Location
- Moriah, New York United States

District information
- Motto: Home of the Vikings
- Grades: K-12
- Superintendent: William Larrow
- Schools: 2

Students and staff
- District mascot: Vikings
- Colors: Red and white

Other information
- Website: moriahk12.org

= Moriah Central School District =

School district in the U.S. state of New York

Moriah Central School District is a school district in Port Henry, New York, United States. The superintendent is William Larrow. The district operates two schools, Moriah Central School and CVES Mineville.

== Administration ==
The district offices are located at 39 Viking Lane in Port Henry. The current superintendent is William Larrow.

=== Selected former superintendents ===
Previous assignment and reason for departure denoted in parentheses
- Milton J. Tesar 1977-1980 (principal - Moriah Central School, named principal of Waterloo High School)
- Larry Northup
- Harold P. Bresett ?-2006

== Moriah Junior/Senior High School ==

Moriah Junior/Senior High School is located at 39 Viking Lane and serves grades 7 through 12. The current interim principal is Alison Burch.

=== History ===
Moriah Central School was built in 1966 and classes would officially start in the winter of 1967, following the closure of the Port Henry School.

While he never actually attended Moriah Central School, a showcase is dedicated to famous baseball player Johnny Podres, who attended Port Henry School.

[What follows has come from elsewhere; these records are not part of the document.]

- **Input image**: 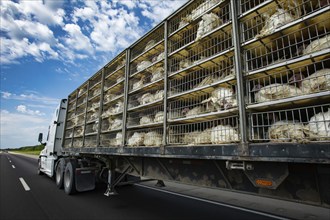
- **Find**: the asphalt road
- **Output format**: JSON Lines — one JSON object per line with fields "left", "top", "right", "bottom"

{"left": 0, "top": 152, "right": 280, "bottom": 220}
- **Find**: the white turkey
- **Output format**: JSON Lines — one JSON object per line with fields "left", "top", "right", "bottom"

{"left": 92, "top": 87, "right": 101, "bottom": 97}
{"left": 301, "top": 69, "right": 330, "bottom": 94}
{"left": 184, "top": 129, "right": 212, "bottom": 144}
{"left": 179, "top": 59, "right": 193, "bottom": 70}
{"left": 88, "top": 110, "right": 99, "bottom": 121}
{"left": 73, "top": 139, "right": 83, "bottom": 147}
{"left": 88, "top": 101, "right": 100, "bottom": 111}
{"left": 138, "top": 93, "right": 154, "bottom": 105}
{"left": 71, "top": 116, "right": 78, "bottom": 126}
{"left": 107, "top": 133, "right": 123, "bottom": 146}
{"left": 92, "top": 121, "right": 99, "bottom": 132}
{"left": 268, "top": 120, "right": 307, "bottom": 143}
{"left": 116, "top": 76, "right": 125, "bottom": 83}
{"left": 152, "top": 52, "right": 165, "bottom": 62}
{"left": 211, "top": 125, "right": 239, "bottom": 144}
{"left": 253, "top": 83, "right": 303, "bottom": 102}
{"left": 305, "top": 109, "right": 330, "bottom": 140}
{"left": 144, "top": 40, "right": 156, "bottom": 51}
{"left": 74, "top": 127, "right": 84, "bottom": 137}
{"left": 194, "top": 75, "right": 220, "bottom": 88}
{"left": 103, "top": 93, "right": 114, "bottom": 103}
{"left": 140, "top": 116, "right": 153, "bottom": 125}
{"left": 151, "top": 67, "right": 164, "bottom": 82}
{"left": 127, "top": 132, "right": 145, "bottom": 146}
{"left": 144, "top": 131, "right": 163, "bottom": 146}
{"left": 109, "top": 118, "right": 122, "bottom": 130}
{"left": 178, "top": 20, "right": 188, "bottom": 29}
{"left": 76, "top": 116, "right": 85, "bottom": 125}
{"left": 202, "top": 87, "right": 237, "bottom": 110}
{"left": 115, "top": 132, "right": 123, "bottom": 146}
{"left": 113, "top": 100, "right": 124, "bottom": 113}
{"left": 184, "top": 0, "right": 223, "bottom": 22}
{"left": 116, "top": 58, "right": 126, "bottom": 70}
{"left": 154, "top": 111, "right": 164, "bottom": 123}
{"left": 255, "top": 8, "right": 295, "bottom": 39}
{"left": 137, "top": 61, "right": 152, "bottom": 72}
{"left": 132, "top": 76, "right": 145, "bottom": 91}
{"left": 154, "top": 90, "right": 164, "bottom": 101}
{"left": 196, "top": 13, "right": 222, "bottom": 41}
{"left": 157, "top": 52, "right": 165, "bottom": 61}
{"left": 303, "top": 35, "right": 330, "bottom": 55}
{"left": 183, "top": 106, "right": 205, "bottom": 117}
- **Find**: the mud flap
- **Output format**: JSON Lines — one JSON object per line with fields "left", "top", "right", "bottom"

{"left": 75, "top": 168, "right": 96, "bottom": 192}
{"left": 244, "top": 162, "right": 288, "bottom": 189}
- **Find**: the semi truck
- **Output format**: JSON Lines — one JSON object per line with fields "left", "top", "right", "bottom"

{"left": 38, "top": 0, "right": 330, "bottom": 208}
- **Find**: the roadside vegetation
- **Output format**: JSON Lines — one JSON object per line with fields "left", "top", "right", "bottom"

{"left": 10, "top": 145, "right": 44, "bottom": 155}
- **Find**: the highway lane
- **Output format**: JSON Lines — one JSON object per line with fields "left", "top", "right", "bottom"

{"left": 0, "top": 152, "right": 280, "bottom": 220}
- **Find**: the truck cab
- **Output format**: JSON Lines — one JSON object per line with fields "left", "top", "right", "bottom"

{"left": 38, "top": 99, "right": 67, "bottom": 177}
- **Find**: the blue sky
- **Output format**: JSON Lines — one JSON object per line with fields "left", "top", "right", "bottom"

{"left": 0, "top": 0, "right": 188, "bottom": 149}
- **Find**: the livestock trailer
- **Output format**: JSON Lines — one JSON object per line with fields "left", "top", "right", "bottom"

{"left": 38, "top": 0, "right": 330, "bottom": 208}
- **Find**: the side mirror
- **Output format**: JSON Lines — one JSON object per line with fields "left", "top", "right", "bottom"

{"left": 38, "top": 133, "right": 43, "bottom": 143}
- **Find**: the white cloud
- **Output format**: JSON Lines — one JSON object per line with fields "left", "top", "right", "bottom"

{"left": 0, "top": 0, "right": 188, "bottom": 65}
{"left": 0, "top": 0, "right": 65, "bottom": 26}
{"left": 0, "top": 37, "right": 58, "bottom": 64}
{"left": 139, "top": 0, "right": 188, "bottom": 25}
{"left": 115, "top": 0, "right": 137, "bottom": 9}
{"left": 1, "top": 91, "right": 59, "bottom": 105}
{"left": 16, "top": 105, "right": 45, "bottom": 116}
{"left": 63, "top": 23, "right": 94, "bottom": 53}
{"left": 0, "top": 110, "right": 48, "bottom": 148}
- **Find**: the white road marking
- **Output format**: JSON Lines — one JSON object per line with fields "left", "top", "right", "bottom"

{"left": 136, "top": 184, "right": 288, "bottom": 220}
{"left": 19, "top": 178, "right": 31, "bottom": 191}
{"left": 9, "top": 160, "right": 12, "bottom": 163}
{"left": 12, "top": 165, "right": 15, "bottom": 169}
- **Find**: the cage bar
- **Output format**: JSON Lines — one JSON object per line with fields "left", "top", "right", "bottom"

{"left": 168, "top": 1, "right": 231, "bottom": 53}
{"left": 247, "top": 58, "right": 330, "bottom": 104}
{"left": 168, "top": 0, "right": 225, "bottom": 35}
{"left": 127, "top": 86, "right": 164, "bottom": 110}
{"left": 169, "top": 56, "right": 234, "bottom": 96}
{"left": 168, "top": 30, "right": 233, "bottom": 74}
{"left": 126, "top": 127, "right": 163, "bottom": 147}
{"left": 250, "top": 103, "right": 330, "bottom": 142}
{"left": 243, "top": 15, "right": 330, "bottom": 72}
{"left": 100, "top": 132, "right": 123, "bottom": 147}
{"left": 169, "top": 116, "right": 239, "bottom": 145}
{"left": 127, "top": 104, "right": 164, "bottom": 128}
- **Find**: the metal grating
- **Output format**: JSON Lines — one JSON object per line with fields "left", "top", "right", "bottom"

{"left": 247, "top": 58, "right": 330, "bottom": 104}
{"left": 126, "top": 127, "right": 163, "bottom": 147}
{"left": 169, "top": 116, "right": 240, "bottom": 145}
{"left": 250, "top": 104, "right": 330, "bottom": 142}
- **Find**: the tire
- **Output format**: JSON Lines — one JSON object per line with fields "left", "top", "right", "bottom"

{"left": 55, "top": 159, "right": 65, "bottom": 189}
{"left": 37, "top": 159, "right": 43, "bottom": 175}
{"left": 64, "top": 160, "right": 77, "bottom": 195}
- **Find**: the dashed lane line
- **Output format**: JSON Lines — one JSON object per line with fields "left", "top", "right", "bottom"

{"left": 12, "top": 165, "right": 16, "bottom": 169}
{"left": 19, "top": 177, "right": 31, "bottom": 191}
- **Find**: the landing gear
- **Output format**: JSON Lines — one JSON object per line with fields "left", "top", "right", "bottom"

{"left": 155, "top": 180, "right": 165, "bottom": 187}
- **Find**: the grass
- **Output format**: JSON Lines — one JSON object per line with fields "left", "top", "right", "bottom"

{"left": 12, "top": 150, "right": 41, "bottom": 156}
{"left": 9, "top": 144, "right": 44, "bottom": 156}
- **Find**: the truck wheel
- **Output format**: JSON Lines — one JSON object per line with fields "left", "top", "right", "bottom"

{"left": 55, "top": 159, "right": 65, "bottom": 189}
{"left": 64, "top": 160, "right": 77, "bottom": 195}
{"left": 37, "top": 159, "right": 43, "bottom": 175}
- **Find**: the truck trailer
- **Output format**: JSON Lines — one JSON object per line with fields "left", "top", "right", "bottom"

{"left": 38, "top": 0, "right": 330, "bottom": 208}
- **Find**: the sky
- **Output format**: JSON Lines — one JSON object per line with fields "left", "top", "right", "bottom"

{"left": 0, "top": 0, "right": 188, "bottom": 149}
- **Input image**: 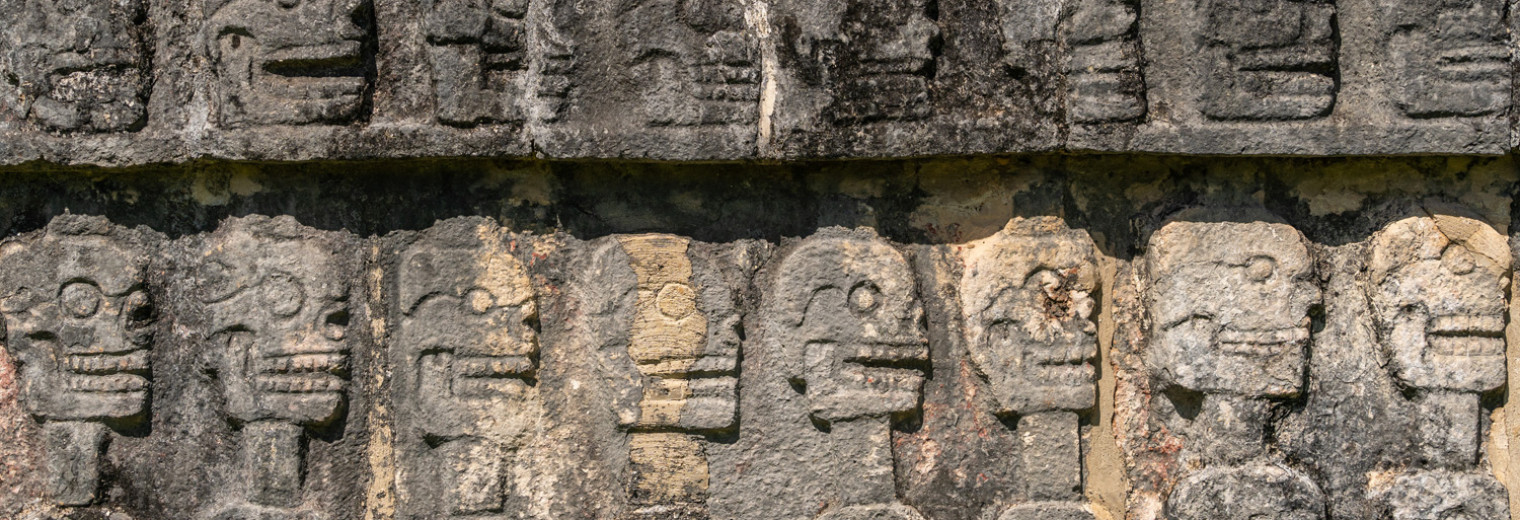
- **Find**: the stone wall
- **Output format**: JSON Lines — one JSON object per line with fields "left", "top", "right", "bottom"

{"left": 1, "top": 0, "right": 1519, "bottom": 164}
{"left": 0, "top": 156, "right": 1517, "bottom": 520}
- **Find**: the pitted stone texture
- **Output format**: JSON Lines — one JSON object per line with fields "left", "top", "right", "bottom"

{"left": 0, "top": 0, "right": 150, "bottom": 133}
{"left": 2, "top": 0, "right": 1520, "bottom": 162}
{"left": 1372, "top": 469, "right": 1509, "bottom": 520}
{"left": 1120, "top": 0, "right": 1512, "bottom": 154}
{"left": 1368, "top": 213, "right": 1511, "bottom": 393}
{"left": 1145, "top": 211, "right": 1319, "bottom": 397}
{"left": 766, "top": 0, "right": 1063, "bottom": 157}
{"left": 0, "top": 216, "right": 158, "bottom": 425}
{"left": 960, "top": 217, "right": 1099, "bottom": 415}
{"left": 190, "top": 217, "right": 355, "bottom": 428}
{"left": 989, "top": 502, "right": 1094, "bottom": 520}
{"left": 1165, "top": 462, "right": 1327, "bottom": 520}
{"left": 386, "top": 217, "right": 543, "bottom": 520}
{"left": 609, "top": 234, "right": 740, "bottom": 433}
{"left": 770, "top": 228, "right": 928, "bottom": 424}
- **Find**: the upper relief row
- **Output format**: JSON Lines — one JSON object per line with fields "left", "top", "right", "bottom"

{"left": 0, "top": 0, "right": 1511, "bottom": 163}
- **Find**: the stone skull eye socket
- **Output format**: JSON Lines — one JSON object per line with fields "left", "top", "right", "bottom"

{"left": 1245, "top": 255, "right": 1276, "bottom": 282}
{"left": 1441, "top": 246, "right": 1476, "bottom": 275}
{"left": 261, "top": 274, "right": 305, "bottom": 318}
{"left": 849, "top": 282, "right": 881, "bottom": 315}
{"left": 656, "top": 283, "right": 697, "bottom": 319}
{"left": 60, "top": 282, "right": 102, "bottom": 318}
{"left": 465, "top": 287, "right": 495, "bottom": 314}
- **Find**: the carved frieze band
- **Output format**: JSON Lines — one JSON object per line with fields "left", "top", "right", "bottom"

{"left": 0, "top": 0, "right": 1514, "bottom": 159}
{"left": 0, "top": 211, "right": 1513, "bottom": 519}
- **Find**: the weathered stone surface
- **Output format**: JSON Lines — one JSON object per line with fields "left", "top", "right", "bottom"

{"left": 0, "top": 156, "right": 1517, "bottom": 520}
{"left": 4, "top": 0, "right": 1520, "bottom": 163}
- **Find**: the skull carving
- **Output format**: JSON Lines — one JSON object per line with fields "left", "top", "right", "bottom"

{"left": 1147, "top": 216, "right": 1320, "bottom": 397}
{"left": 1369, "top": 215, "right": 1510, "bottom": 393}
{"left": 394, "top": 220, "right": 541, "bottom": 517}
{"left": 616, "top": 234, "right": 741, "bottom": 432}
{"left": 201, "top": 0, "right": 371, "bottom": 127}
{"left": 399, "top": 235, "right": 539, "bottom": 441}
{"left": 0, "top": 217, "right": 155, "bottom": 422}
{"left": 773, "top": 229, "right": 927, "bottom": 423}
{"left": 962, "top": 218, "right": 1099, "bottom": 415}
{"left": 1390, "top": 0, "right": 1509, "bottom": 118}
{"left": 1, "top": 0, "right": 149, "bottom": 132}
{"left": 195, "top": 217, "right": 353, "bottom": 427}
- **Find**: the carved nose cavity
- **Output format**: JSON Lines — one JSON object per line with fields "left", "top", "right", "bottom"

{"left": 276, "top": 0, "right": 300, "bottom": 9}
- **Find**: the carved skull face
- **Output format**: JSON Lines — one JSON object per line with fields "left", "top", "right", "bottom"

{"left": 196, "top": 222, "right": 351, "bottom": 426}
{"left": 617, "top": 234, "right": 740, "bottom": 432}
{"left": 202, "top": 0, "right": 370, "bottom": 126}
{"left": 1389, "top": 0, "right": 1509, "bottom": 117}
{"left": 1, "top": 233, "right": 153, "bottom": 421}
{"left": 1148, "top": 219, "right": 1319, "bottom": 397}
{"left": 2, "top": 0, "right": 148, "bottom": 132}
{"left": 1369, "top": 216, "right": 1510, "bottom": 393}
{"left": 399, "top": 244, "right": 539, "bottom": 441}
{"left": 962, "top": 219, "right": 1099, "bottom": 415}
{"left": 1199, "top": 0, "right": 1335, "bottom": 120}
{"left": 775, "top": 231, "right": 927, "bottom": 423}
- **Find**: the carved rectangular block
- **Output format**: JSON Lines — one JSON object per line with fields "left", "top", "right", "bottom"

{"left": 388, "top": 218, "right": 542, "bottom": 520}
{"left": 530, "top": 0, "right": 762, "bottom": 159}
{"left": 766, "top": 0, "right": 1065, "bottom": 157}
{"left": 200, "top": 0, "right": 375, "bottom": 127}
{"left": 0, "top": 0, "right": 150, "bottom": 133}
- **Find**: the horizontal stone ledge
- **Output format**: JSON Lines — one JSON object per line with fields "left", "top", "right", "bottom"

{"left": 1, "top": 0, "right": 1515, "bottom": 165}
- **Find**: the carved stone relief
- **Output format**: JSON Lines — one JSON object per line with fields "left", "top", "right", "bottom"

{"left": 422, "top": 0, "right": 532, "bottom": 126}
{"left": 579, "top": 234, "right": 744, "bottom": 518}
{"left": 1365, "top": 213, "right": 1511, "bottom": 520}
{"left": 1145, "top": 212, "right": 1327, "bottom": 519}
{"left": 189, "top": 216, "right": 354, "bottom": 519}
{"left": 0, "top": 0, "right": 150, "bottom": 132}
{"left": 391, "top": 218, "right": 542, "bottom": 519}
{"left": 0, "top": 216, "right": 157, "bottom": 507}
{"left": 961, "top": 217, "right": 1098, "bottom": 520}
{"left": 1061, "top": 0, "right": 1145, "bottom": 124}
{"left": 1197, "top": 0, "right": 1337, "bottom": 121}
{"left": 1388, "top": 0, "right": 1509, "bottom": 118}
{"left": 777, "top": 0, "right": 939, "bottom": 127}
{"left": 772, "top": 229, "right": 928, "bottom": 520}
{"left": 200, "top": 0, "right": 373, "bottom": 127}
{"left": 619, "top": 0, "right": 759, "bottom": 128}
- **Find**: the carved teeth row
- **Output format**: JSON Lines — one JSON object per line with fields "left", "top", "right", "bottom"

{"left": 844, "top": 342, "right": 930, "bottom": 364}
{"left": 66, "top": 351, "right": 150, "bottom": 374}
{"left": 1429, "top": 336, "right": 1505, "bottom": 357}
{"left": 1426, "top": 315, "right": 1505, "bottom": 336}
{"left": 1215, "top": 327, "right": 1310, "bottom": 345}
{"left": 263, "top": 353, "right": 348, "bottom": 374}
{"left": 1218, "top": 341, "right": 1296, "bottom": 357}
{"left": 1036, "top": 364, "right": 1096, "bottom": 383}
{"left": 454, "top": 356, "right": 536, "bottom": 377}
{"left": 255, "top": 375, "right": 346, "bottom": 393}
{"left": 65, "top": 373, "right": 148, "bottom": 392}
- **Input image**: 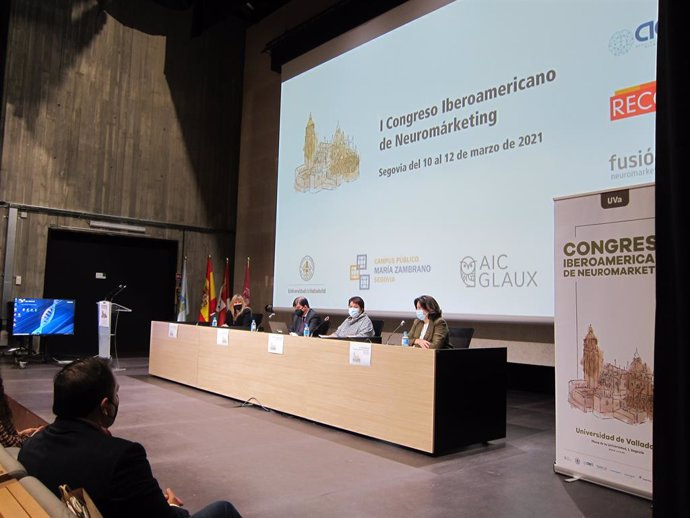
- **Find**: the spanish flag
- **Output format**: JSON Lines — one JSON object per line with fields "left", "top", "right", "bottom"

{"left": 198, "top": 255, "right": 216, "bottom": 322}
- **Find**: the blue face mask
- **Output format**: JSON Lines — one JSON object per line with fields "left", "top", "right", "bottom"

{"left": 348, "top": 307, "right": 360, "bottom": 318}
{"left": 416, "top": 309, "right": 426, "bottom": 321}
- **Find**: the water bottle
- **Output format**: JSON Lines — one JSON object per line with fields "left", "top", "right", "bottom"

{"left": 250, "top": 319, "right": 257, "bottom": 332}
{"left": 401, "top": 331, "right": 409, "bottom": 347}
{"left": 211, "top": 314, "right": 218, "bottom": 327}
{"left": 304, "top": 323, "right": 310, "bottom": 337}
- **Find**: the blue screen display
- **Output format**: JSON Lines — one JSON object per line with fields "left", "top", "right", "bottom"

{"left": 12, "top": 298, "right": 76, "bottom": 336}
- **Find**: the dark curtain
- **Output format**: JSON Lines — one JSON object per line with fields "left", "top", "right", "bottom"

{"left": 653, "top": 0, "right": 689, "bottom": 516}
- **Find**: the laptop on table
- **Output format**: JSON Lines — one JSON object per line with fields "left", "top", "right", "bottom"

{"left": 268, "top": 320, "right": 289, "bottom": 334}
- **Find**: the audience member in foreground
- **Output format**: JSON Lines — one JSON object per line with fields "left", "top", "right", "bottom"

{"left": 324, "top": 296, "right": 374, "bottom": 338}
{"left": 407, "top": 295, "right": 450, "bottom": 349}
{"left": 19, "top": 357, "right": 241, "bottom": 518}
{"left": 0, "top": 372, "right": 42, "bottom": 447}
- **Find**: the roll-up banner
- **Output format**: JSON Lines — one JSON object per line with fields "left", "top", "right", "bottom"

{"left": 554, "top": 183, "right": 654, "bottom": 499}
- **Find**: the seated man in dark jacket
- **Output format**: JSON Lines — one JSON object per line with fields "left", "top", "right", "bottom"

{"left": 19, "top": 357, "right": 241, "bottom": 518}
{"left": 289, "top": 296, "right": 322, "bottom": 336}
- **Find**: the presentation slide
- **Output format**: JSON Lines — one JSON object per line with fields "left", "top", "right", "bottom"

=== Selected former principals ===
Previous assignment and reason for departure denoted in parentheses
- Milton Tesar 1975-1978 (assistant principal - Cambridge Central School, named superintendent of Moriah Central School)
- Michael DeWeese 1980s
- Alonzo "Jack" Roberts 1990s
- James M. Rovito 1998-2000
- David Blades 2000-2002
- Frank Devine 2002-2003
- Cathy Carr 2004–2010

== Moriah Elementary School ==

Moriah Elementary School is located at 39 Viking Lane and serves grades PK through 6. The current principal is Carrie Langey.

==CVES Mineville==

CVES Mineville is a school in Mineville that hosts a BOCES known as "CV-TEC", and Rise Center for Success, an educational program geared towards children with physical, emotional, or learning difficulties. Both programs are part of a larger network known as Champlain Valley Educational Services.